Underwood Flying Wing
Replica of the Underwood’s flying machine
Elmer, George and John Underwood of Stettler, Alberta set to work inventing a flying of their own. The result was a craft with elliptically shaped wings. The Flying Wing was composed of long strips of fir and wire that were covered with cloth. Above the wing was a large fin, with a rudder at the back and an elevator attached to the tail. Under the large wing was a platform where the pilot sat. Motorcycle wheels were placed under the platform and bicycle wheels placed on each wing to hold it steady for take-offs and landings.
The platform also contained a place to house the motorcycle motor once they were able to afford one. In the meantime, the Underwoods displayed their creation at Stettler’s exhibition in July 1907, and tested the machine on their farm.
Tying the aircraft to a fencepost, the brothers placed sacks of wheat on the platform to replicate the weight of a pilot, and launched the plane like a kite. The test went well, and for the next trial, John took the place of the wheat to "fly" the machine for 15 minutes. Their enterprise was then put away until the next year, when the Underwoods finally obtained their motorcycle engine.

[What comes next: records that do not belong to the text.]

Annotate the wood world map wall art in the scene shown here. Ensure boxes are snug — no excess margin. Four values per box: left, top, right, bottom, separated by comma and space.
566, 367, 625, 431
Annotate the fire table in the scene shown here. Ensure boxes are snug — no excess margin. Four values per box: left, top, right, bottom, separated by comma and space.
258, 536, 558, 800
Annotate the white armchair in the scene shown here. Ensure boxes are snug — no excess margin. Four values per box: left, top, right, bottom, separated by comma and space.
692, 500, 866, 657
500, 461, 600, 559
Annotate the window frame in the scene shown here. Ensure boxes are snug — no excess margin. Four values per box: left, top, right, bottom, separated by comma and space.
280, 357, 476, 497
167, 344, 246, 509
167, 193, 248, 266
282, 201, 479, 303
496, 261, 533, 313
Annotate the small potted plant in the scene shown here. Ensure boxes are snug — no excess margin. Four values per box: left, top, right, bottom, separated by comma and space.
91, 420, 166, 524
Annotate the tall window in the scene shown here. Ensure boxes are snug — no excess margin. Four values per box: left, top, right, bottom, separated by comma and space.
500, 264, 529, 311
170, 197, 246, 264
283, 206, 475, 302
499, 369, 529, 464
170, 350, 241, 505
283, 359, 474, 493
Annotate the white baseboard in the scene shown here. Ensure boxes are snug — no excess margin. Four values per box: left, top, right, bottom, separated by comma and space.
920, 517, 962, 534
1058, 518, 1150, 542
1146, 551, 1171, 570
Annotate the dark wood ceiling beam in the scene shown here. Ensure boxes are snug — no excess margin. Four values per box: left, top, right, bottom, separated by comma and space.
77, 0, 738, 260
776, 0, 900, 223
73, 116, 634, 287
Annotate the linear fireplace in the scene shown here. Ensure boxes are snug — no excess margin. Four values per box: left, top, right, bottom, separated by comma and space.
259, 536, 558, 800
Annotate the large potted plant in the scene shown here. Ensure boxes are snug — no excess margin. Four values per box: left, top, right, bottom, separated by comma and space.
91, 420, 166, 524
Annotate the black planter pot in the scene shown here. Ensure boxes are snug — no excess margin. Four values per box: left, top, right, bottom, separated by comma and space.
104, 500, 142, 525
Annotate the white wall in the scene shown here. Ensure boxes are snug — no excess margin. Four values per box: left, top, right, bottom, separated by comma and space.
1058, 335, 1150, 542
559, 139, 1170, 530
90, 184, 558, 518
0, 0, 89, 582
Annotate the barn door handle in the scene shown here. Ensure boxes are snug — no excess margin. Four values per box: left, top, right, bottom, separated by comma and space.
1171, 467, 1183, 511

Attached to the front of the wing was a large bamboo and canvas propeller, powered by the motorcycle motor. Unfortunately, the brothers found that the engine was too small to get the craft airborne, so they hitched the plane to the fence post once again, using it like a kite, until the Flying Wing was destroyed one day by high winds. Their effort was eventually abandoned, since they lacked the resources to continue.